まず、主動作(ヘディング)前の軸の崩しを見てください。キックする前の軸支持です。右足でキックするために左足で軸を形成します。キック動作により下肢の運動エネルギーを胸郭から首に伝えています。ヘディング時の運動支点が左股関節になっていることが見えると思います。もっと強いインパクトを生み出したいのであれば、キック前の予備動作時の時にもっと左軸左肩を高く上げる意識(ポールがないときは左肩甲骨の挙上)で左胸郭を大きく開くとその後の右足キック動作やヘディング動作が反射的に大きく取れると思います。
この子はイマイチではありません。身体感覚がつかめつつあると思います。おそらく骨格自体が硬いのではないでしょうか。胸郭や肩甲骨が硬いと、ポール保持による運動制限状況下では運動するのが難しくなります。毎日ゆる体操をするようにしてください。ストレッチではなく揺れる運動です。

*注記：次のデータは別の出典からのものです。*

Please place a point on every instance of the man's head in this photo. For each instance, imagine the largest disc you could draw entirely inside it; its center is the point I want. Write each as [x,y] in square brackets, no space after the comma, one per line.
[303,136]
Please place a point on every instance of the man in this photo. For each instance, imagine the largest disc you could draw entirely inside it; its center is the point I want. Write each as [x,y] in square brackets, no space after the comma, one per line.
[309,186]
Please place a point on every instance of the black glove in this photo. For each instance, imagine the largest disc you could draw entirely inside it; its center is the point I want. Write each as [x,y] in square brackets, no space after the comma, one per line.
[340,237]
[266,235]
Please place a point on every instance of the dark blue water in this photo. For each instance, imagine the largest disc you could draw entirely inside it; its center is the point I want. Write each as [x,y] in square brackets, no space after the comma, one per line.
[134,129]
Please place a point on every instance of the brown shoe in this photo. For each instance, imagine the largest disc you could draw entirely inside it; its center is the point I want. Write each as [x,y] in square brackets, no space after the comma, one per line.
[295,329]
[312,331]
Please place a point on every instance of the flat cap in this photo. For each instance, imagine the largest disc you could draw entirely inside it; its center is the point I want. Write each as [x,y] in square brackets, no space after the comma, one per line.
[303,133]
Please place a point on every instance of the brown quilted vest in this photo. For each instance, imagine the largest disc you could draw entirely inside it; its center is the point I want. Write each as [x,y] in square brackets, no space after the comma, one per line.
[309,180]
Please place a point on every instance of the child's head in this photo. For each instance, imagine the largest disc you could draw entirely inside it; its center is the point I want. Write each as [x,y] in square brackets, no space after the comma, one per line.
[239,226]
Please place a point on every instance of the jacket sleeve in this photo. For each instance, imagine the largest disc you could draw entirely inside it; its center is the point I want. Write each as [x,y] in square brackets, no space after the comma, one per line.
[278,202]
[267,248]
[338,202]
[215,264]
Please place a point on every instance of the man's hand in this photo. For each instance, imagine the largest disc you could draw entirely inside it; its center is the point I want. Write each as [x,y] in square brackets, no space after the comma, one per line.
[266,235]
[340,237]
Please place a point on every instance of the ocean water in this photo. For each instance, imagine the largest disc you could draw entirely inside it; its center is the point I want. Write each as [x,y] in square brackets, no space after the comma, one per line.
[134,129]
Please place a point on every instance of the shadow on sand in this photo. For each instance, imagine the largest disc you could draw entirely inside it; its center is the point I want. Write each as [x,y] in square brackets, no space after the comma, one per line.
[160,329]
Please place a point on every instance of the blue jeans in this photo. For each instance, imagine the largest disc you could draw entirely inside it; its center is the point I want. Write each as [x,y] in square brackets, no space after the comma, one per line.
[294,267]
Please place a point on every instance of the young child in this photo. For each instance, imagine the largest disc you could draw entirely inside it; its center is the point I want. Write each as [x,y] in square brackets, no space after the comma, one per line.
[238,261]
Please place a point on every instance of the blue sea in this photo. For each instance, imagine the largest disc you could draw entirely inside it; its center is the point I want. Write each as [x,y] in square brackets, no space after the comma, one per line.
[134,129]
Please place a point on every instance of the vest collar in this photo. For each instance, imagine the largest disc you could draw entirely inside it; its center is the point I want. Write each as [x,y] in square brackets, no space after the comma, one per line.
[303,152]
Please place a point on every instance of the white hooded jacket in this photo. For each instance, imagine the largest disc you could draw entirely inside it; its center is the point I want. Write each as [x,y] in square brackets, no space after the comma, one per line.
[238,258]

私のイメージ上の仮説ですが、ヘディング自体が首支点の動作になりがちです。下肢の意識的な先行動作を取り入れることにより、体幹の反射を使えるようになるのだと思います。イメージはバレーのスパイク動作でジャンプ後の空中動作時に両膝を曲げることにより体幹部の反射を生み出すことと共通しています。世界のトップ選手は上半身を振りません。コントロールのために上肢特に胸郭の向きをボールの合わせています。

また、女子の動画を送った際には以下のコメントをしてくださいました。

福島先生、地面反力をうまく使うには、坂道を使うと感覚がつかみやすくなります。安全性を考慮してですが。下り坂でポール保持の様々な動作を使うと動きがつかめてくると思います。

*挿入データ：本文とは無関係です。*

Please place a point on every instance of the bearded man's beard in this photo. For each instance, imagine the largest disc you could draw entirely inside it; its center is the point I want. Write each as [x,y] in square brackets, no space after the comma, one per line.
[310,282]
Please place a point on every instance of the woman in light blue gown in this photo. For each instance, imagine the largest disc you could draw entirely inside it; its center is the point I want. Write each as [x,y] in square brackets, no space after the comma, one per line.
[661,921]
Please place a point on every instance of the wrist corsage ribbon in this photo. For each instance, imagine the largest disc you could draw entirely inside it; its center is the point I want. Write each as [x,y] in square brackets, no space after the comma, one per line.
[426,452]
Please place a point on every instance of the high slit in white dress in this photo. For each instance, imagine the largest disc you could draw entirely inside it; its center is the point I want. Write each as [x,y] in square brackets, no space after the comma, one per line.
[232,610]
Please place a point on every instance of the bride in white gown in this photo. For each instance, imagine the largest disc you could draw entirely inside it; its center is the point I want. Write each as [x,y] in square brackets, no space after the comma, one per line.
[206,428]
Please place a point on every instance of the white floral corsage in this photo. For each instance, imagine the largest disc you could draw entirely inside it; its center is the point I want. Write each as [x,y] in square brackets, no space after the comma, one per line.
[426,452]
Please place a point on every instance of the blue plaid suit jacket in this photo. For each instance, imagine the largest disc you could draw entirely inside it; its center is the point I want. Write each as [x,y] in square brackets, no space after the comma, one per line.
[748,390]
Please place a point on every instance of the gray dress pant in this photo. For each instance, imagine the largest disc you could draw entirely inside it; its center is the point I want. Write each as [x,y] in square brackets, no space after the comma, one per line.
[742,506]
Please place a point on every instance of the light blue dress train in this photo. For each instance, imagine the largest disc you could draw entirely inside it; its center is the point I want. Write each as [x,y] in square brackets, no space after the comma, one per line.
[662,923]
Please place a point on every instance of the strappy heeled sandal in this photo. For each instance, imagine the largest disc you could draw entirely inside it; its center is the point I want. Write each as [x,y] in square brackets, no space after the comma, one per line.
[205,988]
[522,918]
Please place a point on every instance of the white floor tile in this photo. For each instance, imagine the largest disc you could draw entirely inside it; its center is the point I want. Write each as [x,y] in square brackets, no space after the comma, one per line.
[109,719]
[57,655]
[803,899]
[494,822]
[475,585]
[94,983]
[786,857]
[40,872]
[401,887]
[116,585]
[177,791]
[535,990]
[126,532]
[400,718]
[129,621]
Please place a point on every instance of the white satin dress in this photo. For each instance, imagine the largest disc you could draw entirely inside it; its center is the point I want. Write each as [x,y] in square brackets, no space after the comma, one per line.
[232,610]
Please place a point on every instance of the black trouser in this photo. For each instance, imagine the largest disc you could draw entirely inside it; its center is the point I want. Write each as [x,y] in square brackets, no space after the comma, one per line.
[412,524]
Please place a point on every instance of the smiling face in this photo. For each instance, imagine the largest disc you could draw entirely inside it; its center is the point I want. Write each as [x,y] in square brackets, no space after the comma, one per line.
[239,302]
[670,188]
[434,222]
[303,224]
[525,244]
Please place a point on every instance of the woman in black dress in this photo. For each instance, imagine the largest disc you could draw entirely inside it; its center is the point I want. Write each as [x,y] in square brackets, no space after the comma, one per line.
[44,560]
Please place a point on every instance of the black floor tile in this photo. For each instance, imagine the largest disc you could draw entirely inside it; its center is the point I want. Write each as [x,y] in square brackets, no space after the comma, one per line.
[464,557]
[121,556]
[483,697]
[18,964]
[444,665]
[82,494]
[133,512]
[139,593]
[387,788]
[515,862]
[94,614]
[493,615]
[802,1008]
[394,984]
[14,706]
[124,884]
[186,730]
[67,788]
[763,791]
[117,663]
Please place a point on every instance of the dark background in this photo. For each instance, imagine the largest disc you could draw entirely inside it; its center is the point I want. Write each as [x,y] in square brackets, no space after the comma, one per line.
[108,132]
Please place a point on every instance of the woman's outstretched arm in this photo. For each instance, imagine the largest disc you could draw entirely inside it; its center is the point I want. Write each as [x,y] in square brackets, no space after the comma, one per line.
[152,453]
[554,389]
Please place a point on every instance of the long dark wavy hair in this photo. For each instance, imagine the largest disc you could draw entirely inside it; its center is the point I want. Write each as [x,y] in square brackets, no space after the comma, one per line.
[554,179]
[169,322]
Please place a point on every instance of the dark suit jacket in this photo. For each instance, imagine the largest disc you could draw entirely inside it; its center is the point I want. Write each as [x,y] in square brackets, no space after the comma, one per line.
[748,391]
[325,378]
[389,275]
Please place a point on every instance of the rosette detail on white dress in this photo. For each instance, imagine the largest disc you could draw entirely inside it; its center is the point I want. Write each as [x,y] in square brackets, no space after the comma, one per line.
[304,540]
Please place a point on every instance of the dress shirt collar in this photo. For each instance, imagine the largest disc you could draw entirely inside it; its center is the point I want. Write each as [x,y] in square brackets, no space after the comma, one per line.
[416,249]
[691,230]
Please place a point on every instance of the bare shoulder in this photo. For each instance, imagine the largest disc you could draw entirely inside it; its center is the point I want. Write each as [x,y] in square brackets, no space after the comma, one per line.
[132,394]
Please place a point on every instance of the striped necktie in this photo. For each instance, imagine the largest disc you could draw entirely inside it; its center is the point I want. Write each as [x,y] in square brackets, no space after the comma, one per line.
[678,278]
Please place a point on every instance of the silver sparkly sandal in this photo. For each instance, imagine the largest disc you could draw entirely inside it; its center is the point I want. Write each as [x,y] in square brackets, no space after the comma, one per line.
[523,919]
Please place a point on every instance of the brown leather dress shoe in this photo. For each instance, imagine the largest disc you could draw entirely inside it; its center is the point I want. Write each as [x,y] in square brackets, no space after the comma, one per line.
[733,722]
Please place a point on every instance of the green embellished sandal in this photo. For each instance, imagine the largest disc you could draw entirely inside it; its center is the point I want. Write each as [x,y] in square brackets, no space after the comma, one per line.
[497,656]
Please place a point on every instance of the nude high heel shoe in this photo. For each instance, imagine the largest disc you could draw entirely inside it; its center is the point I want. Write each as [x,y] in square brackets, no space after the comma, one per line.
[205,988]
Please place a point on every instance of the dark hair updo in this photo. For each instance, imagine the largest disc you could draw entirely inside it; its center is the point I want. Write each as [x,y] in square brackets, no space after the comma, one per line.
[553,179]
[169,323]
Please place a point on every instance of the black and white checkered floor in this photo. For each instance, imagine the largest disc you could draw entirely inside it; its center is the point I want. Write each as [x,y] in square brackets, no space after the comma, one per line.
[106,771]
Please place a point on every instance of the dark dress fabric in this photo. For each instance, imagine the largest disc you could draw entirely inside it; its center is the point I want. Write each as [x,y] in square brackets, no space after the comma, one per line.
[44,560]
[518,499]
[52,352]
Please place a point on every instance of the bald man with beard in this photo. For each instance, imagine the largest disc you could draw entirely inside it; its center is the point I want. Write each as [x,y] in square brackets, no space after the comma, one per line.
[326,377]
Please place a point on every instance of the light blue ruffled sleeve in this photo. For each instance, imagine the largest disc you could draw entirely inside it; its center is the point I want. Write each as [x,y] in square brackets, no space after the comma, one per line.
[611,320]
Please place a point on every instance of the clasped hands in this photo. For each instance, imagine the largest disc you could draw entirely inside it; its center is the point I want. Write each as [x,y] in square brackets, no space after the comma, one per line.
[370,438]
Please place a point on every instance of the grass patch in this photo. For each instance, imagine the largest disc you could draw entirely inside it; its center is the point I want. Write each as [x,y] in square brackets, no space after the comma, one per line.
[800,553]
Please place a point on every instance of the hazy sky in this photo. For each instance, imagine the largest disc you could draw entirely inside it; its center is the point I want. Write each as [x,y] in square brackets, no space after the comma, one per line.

強くボールを蹴ることとコントロール性の向上は相反する運動指標になります。両方を高めるにはまずは強くボールを蹴る(力積を向上させる)ことを中心にしてからコントロール性を向上させるためのインパクトの入り方の調整をされると早く効果が出てきます。ゴルフでいう届かなければ入らない [never up never in]です。女子は飛距離が足りません。
そのためにも全身の運動エネルギーをボールに伝えるトレーニングは必須です。バランスボールを蹴るなどスイングスピードよりもインパクト値を上げるトレーニングがキック精度を高めます。

自分の未熟さを感じるとともに、彼のような素晴らしい指導者と出会えたことに感謝せずにはいられません。



2018.02.06 的確な解説
棒を使ってのヘッドの練習やキックの練習の動画を、動作研究仲間の陸上専門の先生に見ていただいたところ「私見ですが、胸郭のねじれ制限による股関節や体幹軸の切り替え動作(ターンオーバー)をつかむための補助動作であるような気がします。片手で棒を保持してキックする動作は、軸足の意識を強くつかませるために有効かと思います」と的確な解説をしていただきました。

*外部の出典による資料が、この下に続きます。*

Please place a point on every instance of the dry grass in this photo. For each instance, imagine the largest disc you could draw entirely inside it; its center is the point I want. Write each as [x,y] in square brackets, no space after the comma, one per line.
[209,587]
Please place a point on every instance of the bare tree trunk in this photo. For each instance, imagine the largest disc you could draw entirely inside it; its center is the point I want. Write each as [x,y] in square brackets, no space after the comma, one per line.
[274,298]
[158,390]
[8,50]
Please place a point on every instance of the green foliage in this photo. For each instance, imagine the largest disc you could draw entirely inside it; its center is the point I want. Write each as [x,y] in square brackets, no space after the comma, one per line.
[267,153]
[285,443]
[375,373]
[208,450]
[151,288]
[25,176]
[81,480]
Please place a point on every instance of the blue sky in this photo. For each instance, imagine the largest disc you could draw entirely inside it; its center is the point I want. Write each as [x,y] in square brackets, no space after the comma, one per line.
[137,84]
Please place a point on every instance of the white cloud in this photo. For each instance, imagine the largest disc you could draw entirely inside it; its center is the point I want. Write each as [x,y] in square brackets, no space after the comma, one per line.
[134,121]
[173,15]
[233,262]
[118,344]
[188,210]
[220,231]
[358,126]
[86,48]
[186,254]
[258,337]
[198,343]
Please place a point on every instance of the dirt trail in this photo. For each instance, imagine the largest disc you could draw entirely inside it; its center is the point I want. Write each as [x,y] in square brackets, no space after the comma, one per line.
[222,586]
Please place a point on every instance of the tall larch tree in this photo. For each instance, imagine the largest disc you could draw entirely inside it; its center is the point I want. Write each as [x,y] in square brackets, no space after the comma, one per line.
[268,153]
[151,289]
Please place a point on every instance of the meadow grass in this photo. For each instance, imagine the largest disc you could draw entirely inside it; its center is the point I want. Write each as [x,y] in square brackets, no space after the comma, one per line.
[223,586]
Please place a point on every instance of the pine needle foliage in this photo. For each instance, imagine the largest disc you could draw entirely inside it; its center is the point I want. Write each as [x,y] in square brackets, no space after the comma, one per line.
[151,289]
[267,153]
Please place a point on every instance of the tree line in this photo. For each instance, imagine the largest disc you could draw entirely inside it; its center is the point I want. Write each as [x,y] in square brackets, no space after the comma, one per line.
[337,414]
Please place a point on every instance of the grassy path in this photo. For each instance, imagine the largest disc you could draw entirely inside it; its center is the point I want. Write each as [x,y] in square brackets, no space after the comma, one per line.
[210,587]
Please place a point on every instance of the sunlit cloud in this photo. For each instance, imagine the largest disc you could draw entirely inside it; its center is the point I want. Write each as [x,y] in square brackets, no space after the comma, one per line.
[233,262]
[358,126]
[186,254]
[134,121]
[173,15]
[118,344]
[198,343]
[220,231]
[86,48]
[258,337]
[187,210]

松山高校との試合で、今まで両足ジャンプばかりしていた本高サッカー部員でしたが、片足ジャンプで、しかも空中で体幹軸の切り替え動作を行い、強くボールを弾いていました。

棒を使ったキックトレーニングで1番キックが改善された部員は、利き足と逆の足で絶妙なクロスを蹴ってアシストを決めていました。

また思いついた練習を試してみたいと思います。